The bulk of the story’s plot is more or less as we know it save for three key changes:

  1. The wolf tricks Red into consuming Granny’s teeth, flesh, and blood.
  2. Instead of merely trying to lure Red closer to eat her, the wolf tries to get her naked and in bed with him.
  3. Instead of needing to be rescued, Red realizes the danger she is in and tricks the wolf into letting her escape.

In the oldest surviving version, Red is clever, inventive, and doesn’t need a man to rescue her.

Skip forward to the late 1600s and the story has changed. Now there is no cannibalism, but the wolf does lure Red into bed, where she is consumed and no rescue comes. To make sure there is no doubt about the meaning of the story, Charles Perrault lays it out plainly: 

“Moral: Children, especially attractive, well bred young ladies, should never talk to strangers, for if they should do so, they may well provide dinner for a wolf. I say "wolf," but there are various kinds of wolves. There are also those who are charming, quiet, polite, unassuming, complacent, and sweet, who pursue young women at home and in the streets. And unfortunately, it is these gentle wolves who are the most dangerous ones of all.”

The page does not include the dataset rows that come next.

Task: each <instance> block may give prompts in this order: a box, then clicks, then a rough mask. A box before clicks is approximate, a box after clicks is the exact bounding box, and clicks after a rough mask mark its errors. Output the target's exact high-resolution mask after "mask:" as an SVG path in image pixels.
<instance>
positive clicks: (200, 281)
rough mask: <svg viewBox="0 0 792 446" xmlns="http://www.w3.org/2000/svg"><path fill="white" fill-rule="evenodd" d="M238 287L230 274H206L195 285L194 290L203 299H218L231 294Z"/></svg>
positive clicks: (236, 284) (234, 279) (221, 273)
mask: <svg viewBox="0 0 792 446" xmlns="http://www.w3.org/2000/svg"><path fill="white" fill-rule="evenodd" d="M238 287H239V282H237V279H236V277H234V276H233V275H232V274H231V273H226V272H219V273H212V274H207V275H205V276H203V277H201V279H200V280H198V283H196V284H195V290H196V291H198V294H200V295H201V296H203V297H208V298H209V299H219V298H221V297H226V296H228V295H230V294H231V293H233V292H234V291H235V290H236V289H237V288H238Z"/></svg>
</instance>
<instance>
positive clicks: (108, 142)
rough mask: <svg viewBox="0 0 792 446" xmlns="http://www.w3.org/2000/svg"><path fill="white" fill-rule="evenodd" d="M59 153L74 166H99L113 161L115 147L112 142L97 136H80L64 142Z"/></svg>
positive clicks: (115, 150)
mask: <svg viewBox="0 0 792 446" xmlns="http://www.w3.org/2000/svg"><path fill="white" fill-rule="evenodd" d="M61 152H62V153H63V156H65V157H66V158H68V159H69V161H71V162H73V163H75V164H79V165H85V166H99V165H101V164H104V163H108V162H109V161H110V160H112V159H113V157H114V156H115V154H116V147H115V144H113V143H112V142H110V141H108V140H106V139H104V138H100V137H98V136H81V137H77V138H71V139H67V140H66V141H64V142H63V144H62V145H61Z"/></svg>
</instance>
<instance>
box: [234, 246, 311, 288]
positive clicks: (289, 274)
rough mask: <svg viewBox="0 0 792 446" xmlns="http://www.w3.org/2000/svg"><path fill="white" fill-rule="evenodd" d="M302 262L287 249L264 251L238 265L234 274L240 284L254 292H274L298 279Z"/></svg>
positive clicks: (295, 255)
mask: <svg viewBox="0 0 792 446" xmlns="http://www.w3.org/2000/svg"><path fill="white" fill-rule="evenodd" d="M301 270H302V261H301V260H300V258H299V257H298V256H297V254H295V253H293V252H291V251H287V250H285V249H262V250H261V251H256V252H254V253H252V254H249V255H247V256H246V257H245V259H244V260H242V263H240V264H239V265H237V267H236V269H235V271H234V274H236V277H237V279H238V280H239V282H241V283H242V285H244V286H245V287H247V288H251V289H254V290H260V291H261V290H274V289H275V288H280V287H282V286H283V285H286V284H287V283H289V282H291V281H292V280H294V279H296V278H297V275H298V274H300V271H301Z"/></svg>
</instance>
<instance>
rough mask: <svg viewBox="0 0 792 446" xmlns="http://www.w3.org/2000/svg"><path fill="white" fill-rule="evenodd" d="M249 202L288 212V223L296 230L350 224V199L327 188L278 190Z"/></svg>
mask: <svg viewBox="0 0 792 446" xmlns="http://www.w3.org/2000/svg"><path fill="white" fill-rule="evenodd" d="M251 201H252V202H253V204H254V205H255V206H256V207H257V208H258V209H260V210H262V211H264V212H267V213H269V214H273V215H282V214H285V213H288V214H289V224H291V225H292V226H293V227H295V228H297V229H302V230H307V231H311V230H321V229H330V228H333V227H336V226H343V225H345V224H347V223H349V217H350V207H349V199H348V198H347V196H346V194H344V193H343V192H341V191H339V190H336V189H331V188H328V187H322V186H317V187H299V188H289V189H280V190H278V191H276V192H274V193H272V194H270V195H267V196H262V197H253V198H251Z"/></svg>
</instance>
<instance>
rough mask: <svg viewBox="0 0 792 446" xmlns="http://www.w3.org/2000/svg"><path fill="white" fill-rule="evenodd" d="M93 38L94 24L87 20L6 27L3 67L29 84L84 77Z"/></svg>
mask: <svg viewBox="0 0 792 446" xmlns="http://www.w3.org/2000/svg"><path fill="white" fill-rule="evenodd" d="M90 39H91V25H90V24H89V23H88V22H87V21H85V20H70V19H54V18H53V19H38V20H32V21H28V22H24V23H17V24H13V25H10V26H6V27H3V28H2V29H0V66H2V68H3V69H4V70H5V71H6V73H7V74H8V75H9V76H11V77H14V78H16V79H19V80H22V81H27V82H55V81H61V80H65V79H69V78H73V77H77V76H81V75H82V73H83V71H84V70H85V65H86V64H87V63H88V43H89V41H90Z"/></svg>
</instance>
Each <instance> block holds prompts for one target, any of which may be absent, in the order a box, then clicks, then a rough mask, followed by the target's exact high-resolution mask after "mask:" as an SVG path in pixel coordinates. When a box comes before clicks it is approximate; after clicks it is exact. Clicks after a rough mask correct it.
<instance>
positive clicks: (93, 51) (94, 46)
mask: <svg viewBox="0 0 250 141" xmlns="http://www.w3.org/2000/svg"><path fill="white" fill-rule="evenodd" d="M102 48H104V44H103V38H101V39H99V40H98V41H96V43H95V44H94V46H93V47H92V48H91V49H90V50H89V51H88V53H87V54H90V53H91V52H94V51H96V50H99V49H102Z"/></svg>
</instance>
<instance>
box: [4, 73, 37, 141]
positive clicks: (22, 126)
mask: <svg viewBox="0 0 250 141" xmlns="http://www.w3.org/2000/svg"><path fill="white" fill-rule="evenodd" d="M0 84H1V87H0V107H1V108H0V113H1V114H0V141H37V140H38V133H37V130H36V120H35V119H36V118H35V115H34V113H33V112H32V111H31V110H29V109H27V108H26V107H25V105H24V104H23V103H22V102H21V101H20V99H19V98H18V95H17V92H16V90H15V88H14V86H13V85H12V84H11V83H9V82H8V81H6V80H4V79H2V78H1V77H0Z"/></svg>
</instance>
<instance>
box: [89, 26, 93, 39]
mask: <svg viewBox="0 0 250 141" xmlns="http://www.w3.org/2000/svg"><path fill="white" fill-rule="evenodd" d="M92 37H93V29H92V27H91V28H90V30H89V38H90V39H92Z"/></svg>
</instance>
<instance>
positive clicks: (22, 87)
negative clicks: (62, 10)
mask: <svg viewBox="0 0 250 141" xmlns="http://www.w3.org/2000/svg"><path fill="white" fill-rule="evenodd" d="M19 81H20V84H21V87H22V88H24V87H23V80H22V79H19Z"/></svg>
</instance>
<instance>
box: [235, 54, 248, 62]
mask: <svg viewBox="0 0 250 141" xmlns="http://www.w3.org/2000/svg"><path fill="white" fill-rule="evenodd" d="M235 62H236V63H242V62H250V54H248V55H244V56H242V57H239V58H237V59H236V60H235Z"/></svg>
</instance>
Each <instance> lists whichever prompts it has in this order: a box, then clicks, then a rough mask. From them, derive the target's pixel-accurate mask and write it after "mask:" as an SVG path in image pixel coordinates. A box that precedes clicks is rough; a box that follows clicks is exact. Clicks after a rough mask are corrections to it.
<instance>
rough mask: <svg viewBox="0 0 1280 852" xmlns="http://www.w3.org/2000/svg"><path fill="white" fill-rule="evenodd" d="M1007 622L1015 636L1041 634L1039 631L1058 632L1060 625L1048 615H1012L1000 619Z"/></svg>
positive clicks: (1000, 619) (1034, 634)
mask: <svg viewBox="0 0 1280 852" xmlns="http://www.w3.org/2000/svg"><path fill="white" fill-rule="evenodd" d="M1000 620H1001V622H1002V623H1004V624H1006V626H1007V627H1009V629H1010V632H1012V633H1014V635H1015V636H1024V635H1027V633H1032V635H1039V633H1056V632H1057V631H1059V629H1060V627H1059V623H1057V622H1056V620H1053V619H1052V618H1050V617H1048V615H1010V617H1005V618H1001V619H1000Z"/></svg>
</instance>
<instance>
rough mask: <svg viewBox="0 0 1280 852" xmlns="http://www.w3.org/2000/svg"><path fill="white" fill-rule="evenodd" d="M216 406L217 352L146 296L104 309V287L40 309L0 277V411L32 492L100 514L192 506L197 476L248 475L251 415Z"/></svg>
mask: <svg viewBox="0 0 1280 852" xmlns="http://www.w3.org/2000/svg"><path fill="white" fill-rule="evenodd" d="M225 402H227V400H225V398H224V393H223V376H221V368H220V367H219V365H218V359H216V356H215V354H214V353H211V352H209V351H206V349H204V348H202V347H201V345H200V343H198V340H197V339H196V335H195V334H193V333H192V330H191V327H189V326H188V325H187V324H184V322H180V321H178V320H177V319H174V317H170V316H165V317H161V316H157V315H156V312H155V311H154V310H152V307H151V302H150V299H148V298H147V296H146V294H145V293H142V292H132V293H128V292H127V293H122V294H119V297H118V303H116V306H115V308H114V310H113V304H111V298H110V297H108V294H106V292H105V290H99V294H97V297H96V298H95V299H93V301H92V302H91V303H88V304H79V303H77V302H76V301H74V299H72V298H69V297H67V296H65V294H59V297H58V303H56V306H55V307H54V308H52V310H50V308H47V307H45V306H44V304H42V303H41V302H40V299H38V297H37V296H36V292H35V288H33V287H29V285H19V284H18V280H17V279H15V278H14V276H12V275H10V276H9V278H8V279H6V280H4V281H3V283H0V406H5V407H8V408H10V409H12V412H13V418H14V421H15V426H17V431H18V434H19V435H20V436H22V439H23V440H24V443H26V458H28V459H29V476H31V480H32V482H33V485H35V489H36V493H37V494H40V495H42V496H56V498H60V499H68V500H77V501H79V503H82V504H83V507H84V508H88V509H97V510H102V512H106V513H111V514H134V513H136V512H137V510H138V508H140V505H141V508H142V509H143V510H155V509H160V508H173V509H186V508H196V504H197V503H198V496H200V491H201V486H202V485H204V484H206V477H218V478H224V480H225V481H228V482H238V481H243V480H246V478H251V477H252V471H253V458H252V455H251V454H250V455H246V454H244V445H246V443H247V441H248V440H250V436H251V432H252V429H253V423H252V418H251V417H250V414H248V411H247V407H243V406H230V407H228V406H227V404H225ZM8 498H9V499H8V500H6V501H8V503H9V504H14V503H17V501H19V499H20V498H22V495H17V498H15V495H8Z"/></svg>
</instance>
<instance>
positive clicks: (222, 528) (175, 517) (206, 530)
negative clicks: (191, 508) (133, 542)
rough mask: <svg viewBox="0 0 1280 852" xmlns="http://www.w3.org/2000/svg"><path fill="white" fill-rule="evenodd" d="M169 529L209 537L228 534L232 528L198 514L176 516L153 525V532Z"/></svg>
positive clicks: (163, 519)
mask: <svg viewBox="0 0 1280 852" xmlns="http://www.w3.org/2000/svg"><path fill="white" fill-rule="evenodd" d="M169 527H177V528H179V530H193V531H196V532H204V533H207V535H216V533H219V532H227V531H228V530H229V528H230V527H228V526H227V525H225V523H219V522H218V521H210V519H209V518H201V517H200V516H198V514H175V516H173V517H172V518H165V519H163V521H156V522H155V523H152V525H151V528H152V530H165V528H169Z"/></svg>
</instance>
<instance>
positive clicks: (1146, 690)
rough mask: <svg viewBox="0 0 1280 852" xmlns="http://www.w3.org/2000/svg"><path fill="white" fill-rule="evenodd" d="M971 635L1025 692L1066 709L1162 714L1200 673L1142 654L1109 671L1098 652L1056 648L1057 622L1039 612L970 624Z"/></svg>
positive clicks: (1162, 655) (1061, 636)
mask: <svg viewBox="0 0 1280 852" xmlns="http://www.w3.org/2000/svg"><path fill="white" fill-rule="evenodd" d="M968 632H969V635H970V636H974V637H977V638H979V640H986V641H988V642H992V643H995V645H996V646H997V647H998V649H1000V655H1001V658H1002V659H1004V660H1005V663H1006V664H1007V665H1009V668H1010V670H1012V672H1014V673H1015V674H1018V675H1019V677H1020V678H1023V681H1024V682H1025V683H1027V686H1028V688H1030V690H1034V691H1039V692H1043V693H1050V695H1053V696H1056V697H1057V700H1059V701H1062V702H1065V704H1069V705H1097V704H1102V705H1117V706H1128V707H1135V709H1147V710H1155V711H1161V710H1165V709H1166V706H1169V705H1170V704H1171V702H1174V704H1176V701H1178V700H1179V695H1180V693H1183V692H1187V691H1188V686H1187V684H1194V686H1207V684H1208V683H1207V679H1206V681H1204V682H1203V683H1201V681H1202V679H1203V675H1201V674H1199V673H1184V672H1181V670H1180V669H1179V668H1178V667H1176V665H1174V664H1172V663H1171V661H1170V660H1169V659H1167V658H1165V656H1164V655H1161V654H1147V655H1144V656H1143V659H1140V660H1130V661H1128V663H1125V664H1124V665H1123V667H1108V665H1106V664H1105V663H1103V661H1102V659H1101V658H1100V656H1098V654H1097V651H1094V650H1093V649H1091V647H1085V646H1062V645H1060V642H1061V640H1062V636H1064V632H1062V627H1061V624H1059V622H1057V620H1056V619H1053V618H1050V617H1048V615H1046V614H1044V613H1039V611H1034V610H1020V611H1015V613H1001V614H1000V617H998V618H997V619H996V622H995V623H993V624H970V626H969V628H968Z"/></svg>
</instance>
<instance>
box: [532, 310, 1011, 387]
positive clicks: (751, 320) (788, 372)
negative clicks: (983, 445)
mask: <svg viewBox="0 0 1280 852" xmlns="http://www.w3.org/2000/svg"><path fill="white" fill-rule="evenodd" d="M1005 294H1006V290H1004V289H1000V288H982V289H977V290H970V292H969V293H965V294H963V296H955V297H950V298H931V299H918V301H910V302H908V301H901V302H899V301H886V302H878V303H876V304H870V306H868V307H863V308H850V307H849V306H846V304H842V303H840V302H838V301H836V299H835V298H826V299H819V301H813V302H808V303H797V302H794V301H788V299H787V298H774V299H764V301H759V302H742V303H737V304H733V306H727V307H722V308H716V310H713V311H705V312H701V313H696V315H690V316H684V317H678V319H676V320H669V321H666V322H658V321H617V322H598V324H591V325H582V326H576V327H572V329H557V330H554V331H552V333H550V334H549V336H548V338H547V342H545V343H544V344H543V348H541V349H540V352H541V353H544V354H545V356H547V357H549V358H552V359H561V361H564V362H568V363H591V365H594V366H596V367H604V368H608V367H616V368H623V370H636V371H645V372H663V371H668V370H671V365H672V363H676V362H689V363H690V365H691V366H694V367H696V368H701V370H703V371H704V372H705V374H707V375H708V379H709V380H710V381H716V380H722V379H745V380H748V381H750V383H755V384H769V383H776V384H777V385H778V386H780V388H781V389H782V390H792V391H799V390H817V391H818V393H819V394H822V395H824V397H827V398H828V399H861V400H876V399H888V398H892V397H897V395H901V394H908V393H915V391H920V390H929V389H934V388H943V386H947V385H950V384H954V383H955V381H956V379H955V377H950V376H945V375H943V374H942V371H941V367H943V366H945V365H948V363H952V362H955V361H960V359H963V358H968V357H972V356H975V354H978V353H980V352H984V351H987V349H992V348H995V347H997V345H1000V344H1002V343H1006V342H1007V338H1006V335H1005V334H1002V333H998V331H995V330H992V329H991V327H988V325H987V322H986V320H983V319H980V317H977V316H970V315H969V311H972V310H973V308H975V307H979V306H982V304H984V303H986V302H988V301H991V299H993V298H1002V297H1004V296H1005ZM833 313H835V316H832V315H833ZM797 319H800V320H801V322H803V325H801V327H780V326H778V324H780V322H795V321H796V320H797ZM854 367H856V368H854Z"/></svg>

By the early 1800s, the Huntsman finally makes his debut by way of the Grimm collection of folktales, rescuing both Red and Granny, who can now survive if there is a man nearby to save them.

And now?

It would seem we have come full circle, with popular modern reimaginings often featuring Red being independent and capable of rescuing herself.

On a final note, it’s also worth pointing out that there has been a recent trend of merging Red with the wolf, often by way of making her a werewolf (e.g. in Disney’s Once Upon a Time TV series). Which is both ironic and fitting, as in many variations of the oldest versions of Little Red Riding Hood the wolf is actually said to be a werewolf, likely due to the then-pop culture craze regarding werewolf hunts (think witch hunts but for werewolves; the methods and fervour were comparable).